Use batch and states to sample from the policy, sampling actions from the model and optionally sampling additional values often used for training and analysis.

Parameters:
  • batch – Batch to feed into the policy’s underlying model. Expected to be of size [B, T, ...] where B is the batch dimension, and T is the time or sequence dimension. B is typically the number of parallel environments being sampled for during massively parallel training, and T is typically the number of time steps or observations sampled from the environments.

  • states – States to feed into the policy’s underlying model. Expected to be of size [B, T, ...] where B is the batch dimension, and T is the time or sequence dimension. B is typically the number of parallel environments being sampled for during massively parallel training, and T is typically the number of time steps or observations sampled from the environments.

  • deterministic – Whether to sample from the policy deterministically (the actions are always the same for the same inputs) or stochastically (there is a randomness to the policy’s actions).
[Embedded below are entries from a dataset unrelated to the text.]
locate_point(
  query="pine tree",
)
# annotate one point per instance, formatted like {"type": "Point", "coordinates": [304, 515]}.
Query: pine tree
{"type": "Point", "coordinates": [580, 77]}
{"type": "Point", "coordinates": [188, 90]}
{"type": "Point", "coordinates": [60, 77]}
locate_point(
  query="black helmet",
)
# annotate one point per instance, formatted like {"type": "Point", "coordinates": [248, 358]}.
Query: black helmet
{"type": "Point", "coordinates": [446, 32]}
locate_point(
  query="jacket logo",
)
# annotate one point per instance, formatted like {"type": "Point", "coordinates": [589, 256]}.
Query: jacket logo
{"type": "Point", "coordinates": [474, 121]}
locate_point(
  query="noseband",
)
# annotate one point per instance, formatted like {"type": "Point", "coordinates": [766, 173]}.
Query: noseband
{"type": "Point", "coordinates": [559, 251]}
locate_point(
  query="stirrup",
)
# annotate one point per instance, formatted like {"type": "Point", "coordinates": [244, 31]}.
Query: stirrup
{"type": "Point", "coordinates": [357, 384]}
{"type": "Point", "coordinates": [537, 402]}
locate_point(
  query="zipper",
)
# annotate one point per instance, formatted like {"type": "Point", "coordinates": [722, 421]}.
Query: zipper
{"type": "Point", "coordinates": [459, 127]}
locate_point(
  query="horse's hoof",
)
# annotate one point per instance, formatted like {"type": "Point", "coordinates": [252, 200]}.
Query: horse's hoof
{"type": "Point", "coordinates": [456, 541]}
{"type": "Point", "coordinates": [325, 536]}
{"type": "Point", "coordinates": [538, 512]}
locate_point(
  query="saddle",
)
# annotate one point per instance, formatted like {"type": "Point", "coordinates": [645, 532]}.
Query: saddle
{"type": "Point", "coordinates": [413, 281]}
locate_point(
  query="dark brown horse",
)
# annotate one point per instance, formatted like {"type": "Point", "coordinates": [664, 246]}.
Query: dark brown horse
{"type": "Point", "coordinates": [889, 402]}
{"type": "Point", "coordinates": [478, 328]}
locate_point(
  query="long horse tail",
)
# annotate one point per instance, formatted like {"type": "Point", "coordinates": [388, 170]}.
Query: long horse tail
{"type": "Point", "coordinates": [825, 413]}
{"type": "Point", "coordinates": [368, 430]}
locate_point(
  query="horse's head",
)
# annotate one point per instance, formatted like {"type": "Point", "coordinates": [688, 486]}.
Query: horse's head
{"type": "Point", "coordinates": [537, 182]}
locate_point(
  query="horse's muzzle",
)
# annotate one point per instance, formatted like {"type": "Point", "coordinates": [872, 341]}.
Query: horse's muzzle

  • inplace – Whether to store policy outputs in the given batch tensordict. Otherwise, create a separate tensordict that will only contain policy outputs.

  • requires_grad – Whether to enable gradients for the underlying model during forward passes. This should only be enabled during a training loop or when requiring gradients for explainability or other analysis reasons.

  • return_actions – Whether to sample the policy’s action distribution and return the sampled actions.

  • return_logp – Whether to return the log probability of taking the sampled actions. Often enabled during a training loop for aggregating training data a bit more efficiently.

  • return_values – Whether to return the value function approximation in the given observations. Often enabled during a training loop for aggregating training data a bit more efficiently.

Returns:

A tensordict containing AT LEAST actions sampled from the policy and a tensordict containing updated recurrent states. The returned recurrent states will only have shape [B, ...] WITHOUT a time dimension T since only the last recurrent state of the series should be returned. Other returned values will have batch size [B * T, ...] where B is the input’s batch dimension, and T is the time or sequence dimension.

save(path: str | PathLike[str], /) MLflowRecurrentPolicyModel[source]

Save the policy by cloud pickling it to path and returning the interface used for deploying it with MLflow.

This method is only defined to expose a common interface between different algorithms. This is by no means the only way to save a policy and isn’t even the recommended way to save a policy.

property state_spec: CompositeSpec

Return the policy’s model’s state spec for defining recurrent state dimensions.